Boualem Benatallah is a full professor of computing at Dublin City University (DCU, Ireland) since Jan 2022. Professor Benatallah has had over 21 years as a research leader and academic (senior lecturer, associate professor, professor and then scientia professor), at UNSW Sydney (Australia). His main research interests are developing fundamental concepts and techniques in Web service composition, services engineering, crowd sourcing services, data curation, cognitive services, and business processes management. He has published more than 300 refereed papers including more than 90 journal papers. Most of his papers appeared in very selective and reputable conferences and journals. Boualem has been general and PC chair of a number of international conferences. He has been guest editor of several special issues for reputable international journals. He is a member of the steering committee of BPM and ICSOC conferences. He is member of the editorial board of numerous international journals including ACM Transactions on Web and IEEE transactions on services computing. He held visiting professor positions at several prestigious research institutes and universities. He was a member of the team (comprising multiple university, government, and industry partners) that constructed the successful bid for the Smart Services CRC (cooperative Research Centre). He was research leader of the data curation foundry research stream at the Data to Decisions CRC. He is fellow of the IEEE. He is member of Executive Committee of IEEE Computer Society's Technical Committee on Business Informatics and Systems. He is member of ACM.

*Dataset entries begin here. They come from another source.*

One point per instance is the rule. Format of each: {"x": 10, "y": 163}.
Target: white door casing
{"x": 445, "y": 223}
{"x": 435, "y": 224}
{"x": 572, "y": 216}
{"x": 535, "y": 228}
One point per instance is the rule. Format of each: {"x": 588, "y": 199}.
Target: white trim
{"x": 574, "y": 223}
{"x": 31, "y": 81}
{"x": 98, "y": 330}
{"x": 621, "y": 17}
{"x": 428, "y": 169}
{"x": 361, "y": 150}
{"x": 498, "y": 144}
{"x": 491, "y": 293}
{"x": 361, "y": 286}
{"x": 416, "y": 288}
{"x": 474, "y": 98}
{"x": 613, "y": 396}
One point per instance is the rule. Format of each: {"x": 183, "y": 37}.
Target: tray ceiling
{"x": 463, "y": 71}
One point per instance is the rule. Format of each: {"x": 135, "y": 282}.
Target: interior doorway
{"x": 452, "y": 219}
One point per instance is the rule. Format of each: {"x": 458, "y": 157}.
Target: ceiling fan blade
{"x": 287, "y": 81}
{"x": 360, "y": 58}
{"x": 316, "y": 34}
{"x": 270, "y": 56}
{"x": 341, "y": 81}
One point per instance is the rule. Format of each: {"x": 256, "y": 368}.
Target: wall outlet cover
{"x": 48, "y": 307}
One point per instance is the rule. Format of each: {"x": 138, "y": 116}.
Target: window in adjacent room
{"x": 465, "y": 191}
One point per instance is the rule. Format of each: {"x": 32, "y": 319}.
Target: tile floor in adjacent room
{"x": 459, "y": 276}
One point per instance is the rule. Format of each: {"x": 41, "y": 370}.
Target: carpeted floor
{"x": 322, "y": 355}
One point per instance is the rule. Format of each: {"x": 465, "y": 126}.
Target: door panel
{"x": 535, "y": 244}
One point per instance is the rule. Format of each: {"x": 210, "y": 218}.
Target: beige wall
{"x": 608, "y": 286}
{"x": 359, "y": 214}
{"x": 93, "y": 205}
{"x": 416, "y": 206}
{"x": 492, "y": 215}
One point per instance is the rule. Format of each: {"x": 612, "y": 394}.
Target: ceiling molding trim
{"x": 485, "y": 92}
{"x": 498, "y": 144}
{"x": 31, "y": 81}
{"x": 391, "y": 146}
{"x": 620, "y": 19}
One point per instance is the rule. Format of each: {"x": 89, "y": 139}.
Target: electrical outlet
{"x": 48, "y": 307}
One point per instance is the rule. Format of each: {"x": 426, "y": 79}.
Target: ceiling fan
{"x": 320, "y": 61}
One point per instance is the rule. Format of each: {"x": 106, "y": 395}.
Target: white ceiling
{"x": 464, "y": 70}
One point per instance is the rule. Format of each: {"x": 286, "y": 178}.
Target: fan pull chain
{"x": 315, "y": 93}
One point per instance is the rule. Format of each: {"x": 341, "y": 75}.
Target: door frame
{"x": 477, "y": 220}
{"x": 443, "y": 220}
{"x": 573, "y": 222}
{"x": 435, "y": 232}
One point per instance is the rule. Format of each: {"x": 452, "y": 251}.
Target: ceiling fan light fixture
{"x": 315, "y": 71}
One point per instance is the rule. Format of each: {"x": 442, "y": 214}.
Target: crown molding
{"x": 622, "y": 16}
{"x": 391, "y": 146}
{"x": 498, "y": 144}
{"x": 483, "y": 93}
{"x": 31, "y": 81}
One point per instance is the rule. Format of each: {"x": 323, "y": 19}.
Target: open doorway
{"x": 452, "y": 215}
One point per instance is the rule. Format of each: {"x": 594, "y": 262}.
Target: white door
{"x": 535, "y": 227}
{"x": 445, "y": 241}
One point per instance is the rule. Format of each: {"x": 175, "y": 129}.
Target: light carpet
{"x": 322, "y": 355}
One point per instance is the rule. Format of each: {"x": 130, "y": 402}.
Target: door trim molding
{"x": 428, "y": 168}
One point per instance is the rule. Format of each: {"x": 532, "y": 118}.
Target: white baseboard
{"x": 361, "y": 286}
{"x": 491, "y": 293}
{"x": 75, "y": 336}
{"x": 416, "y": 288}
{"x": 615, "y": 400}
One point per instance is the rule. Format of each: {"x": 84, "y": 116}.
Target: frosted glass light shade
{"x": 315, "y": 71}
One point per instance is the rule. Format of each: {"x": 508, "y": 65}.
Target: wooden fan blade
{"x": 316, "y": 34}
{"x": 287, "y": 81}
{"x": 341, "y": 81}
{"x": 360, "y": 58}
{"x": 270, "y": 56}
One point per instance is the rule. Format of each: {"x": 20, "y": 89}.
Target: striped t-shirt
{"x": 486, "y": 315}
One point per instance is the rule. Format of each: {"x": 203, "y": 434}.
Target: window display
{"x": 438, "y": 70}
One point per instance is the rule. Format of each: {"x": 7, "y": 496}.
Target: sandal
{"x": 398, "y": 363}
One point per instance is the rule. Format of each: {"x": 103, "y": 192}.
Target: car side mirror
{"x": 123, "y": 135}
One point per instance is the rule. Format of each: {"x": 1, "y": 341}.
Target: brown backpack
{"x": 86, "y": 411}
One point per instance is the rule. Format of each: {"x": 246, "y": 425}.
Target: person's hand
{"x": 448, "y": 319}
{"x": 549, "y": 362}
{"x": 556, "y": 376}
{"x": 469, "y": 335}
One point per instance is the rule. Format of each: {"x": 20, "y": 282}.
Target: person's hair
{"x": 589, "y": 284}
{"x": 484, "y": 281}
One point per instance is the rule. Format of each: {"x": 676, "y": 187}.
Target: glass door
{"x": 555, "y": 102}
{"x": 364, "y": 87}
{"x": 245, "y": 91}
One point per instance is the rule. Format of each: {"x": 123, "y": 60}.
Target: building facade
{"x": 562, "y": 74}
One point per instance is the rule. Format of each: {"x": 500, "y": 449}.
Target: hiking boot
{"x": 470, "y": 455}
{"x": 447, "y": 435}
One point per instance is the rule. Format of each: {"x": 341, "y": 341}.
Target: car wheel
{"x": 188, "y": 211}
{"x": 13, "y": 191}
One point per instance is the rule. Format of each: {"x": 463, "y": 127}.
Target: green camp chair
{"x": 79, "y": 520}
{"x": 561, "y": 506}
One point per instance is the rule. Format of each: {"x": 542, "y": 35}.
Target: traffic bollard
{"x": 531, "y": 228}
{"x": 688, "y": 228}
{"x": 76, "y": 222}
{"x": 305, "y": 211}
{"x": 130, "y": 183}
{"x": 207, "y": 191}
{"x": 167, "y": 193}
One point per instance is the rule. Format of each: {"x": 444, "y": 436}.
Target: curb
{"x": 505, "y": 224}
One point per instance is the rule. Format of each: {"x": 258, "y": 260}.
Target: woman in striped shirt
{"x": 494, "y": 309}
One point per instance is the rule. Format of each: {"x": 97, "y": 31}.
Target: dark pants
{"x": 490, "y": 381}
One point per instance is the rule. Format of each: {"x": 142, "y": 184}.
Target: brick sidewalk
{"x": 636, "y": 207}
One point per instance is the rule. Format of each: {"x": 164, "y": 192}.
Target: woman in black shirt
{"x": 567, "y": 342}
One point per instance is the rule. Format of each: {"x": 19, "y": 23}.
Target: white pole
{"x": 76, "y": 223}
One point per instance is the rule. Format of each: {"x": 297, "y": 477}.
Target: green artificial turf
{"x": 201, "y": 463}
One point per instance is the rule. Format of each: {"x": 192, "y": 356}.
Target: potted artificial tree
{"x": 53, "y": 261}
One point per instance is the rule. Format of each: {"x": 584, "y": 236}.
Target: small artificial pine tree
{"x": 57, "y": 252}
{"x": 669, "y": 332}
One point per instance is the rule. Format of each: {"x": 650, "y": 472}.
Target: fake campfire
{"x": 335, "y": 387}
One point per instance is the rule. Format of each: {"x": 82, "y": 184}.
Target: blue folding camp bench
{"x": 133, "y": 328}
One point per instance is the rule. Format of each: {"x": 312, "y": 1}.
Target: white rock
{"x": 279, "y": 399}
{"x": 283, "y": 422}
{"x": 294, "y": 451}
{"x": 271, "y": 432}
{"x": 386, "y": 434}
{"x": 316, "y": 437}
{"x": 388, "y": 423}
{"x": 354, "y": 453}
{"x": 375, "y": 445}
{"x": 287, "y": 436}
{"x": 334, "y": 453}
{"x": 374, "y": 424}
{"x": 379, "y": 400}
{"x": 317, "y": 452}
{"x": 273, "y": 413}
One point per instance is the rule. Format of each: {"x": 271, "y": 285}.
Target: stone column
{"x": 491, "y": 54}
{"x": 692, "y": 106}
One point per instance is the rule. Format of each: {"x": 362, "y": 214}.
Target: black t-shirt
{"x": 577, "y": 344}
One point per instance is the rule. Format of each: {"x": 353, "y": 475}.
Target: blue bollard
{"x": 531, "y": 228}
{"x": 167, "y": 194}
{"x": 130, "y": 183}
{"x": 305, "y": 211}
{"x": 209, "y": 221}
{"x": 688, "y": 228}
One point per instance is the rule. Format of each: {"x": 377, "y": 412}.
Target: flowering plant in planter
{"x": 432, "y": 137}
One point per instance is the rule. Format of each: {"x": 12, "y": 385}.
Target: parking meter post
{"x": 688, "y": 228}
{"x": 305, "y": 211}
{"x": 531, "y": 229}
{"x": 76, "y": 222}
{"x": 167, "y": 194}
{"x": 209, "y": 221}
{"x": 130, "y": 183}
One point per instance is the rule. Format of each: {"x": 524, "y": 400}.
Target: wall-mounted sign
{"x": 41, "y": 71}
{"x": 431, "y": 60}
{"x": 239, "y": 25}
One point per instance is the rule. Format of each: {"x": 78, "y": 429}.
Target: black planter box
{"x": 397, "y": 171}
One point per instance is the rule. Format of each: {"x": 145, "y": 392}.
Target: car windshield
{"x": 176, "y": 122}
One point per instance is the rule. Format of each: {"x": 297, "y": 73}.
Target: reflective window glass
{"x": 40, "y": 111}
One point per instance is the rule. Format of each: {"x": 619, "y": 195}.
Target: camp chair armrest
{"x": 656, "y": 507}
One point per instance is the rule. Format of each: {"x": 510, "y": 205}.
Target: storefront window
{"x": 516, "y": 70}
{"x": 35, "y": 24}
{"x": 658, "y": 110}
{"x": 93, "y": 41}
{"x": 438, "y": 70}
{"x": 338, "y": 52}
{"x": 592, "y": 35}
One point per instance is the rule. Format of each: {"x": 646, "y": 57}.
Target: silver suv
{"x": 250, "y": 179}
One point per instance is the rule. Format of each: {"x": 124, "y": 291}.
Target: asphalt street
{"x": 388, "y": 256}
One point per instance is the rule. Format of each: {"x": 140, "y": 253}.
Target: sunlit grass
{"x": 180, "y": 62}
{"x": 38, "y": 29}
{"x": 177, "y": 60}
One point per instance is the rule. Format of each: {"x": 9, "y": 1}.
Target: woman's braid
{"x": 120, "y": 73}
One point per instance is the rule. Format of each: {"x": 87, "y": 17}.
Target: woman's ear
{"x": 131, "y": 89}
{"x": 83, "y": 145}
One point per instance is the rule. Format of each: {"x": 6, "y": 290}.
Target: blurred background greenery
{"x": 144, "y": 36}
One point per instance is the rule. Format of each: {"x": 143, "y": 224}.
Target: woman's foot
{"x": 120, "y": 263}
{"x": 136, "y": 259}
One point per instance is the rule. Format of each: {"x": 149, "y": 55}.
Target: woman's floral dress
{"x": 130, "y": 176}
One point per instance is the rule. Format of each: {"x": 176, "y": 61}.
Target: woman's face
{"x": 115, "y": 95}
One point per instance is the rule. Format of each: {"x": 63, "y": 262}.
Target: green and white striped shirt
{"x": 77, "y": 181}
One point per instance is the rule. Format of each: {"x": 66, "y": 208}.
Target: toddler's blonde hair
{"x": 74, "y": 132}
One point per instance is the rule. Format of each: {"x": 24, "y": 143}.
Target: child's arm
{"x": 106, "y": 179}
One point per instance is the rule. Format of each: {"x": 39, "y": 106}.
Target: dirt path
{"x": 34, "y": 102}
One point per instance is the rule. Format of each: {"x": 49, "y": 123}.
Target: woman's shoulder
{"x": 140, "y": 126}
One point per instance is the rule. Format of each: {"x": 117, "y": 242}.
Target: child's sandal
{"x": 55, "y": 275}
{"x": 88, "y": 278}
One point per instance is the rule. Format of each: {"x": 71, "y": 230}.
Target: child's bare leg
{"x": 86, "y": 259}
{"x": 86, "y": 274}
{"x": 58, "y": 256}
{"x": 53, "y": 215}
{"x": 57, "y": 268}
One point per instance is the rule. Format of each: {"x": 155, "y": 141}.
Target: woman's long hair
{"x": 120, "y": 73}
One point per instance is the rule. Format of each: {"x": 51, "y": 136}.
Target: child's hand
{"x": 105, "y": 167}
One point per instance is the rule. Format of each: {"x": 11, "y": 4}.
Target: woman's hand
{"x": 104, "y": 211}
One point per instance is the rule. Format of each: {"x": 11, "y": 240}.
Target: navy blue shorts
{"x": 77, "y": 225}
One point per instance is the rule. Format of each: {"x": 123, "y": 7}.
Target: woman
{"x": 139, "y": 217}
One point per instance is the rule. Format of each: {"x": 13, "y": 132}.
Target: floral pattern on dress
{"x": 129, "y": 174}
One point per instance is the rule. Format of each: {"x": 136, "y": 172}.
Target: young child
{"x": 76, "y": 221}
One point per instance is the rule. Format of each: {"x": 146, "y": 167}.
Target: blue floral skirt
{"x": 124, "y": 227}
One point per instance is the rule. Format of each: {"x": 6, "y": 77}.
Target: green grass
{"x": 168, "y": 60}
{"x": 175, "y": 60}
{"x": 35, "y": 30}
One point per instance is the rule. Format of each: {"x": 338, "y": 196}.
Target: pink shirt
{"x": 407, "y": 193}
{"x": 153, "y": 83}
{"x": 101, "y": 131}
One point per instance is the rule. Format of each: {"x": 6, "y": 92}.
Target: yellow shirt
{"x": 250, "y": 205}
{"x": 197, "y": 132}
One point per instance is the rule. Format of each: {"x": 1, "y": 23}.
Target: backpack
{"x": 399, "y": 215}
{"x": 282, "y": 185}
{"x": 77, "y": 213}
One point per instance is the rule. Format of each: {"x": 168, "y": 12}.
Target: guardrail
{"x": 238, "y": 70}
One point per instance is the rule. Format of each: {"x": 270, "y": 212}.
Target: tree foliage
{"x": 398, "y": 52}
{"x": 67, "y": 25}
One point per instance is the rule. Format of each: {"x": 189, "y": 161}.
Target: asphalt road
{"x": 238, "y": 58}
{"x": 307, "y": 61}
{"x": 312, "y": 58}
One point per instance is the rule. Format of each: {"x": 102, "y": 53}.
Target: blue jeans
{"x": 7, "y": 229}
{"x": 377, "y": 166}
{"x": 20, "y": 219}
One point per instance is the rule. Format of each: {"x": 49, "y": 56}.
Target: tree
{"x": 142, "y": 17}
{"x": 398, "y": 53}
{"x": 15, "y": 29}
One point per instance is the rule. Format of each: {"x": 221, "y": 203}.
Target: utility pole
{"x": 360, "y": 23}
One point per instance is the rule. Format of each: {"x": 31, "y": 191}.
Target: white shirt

Fabio Casati is a Principal Machine Learning Architect and Engineer at Servicenow. Fabio focuses on designing, architecting and deploying AI-powered workflows for enterprise customers. On the research side, he is working on AI applied to workflows and on quality in AI. Previously he was Professor at the University of Trento. In that role, he started research lines on crowdsourcing and hybrid human-machine computations, focusing on applications that have direct positive impact on society through tangible artefacts adopted by the community. Prior to that, he was technical lead for the research program on business process intelligence in Hewlett-Packard USA, where he contributed to several HP commercial products in the area of web services and business process management. He co-authored a best-selling book on Web services and is author of over 250 peer-reviewed papers.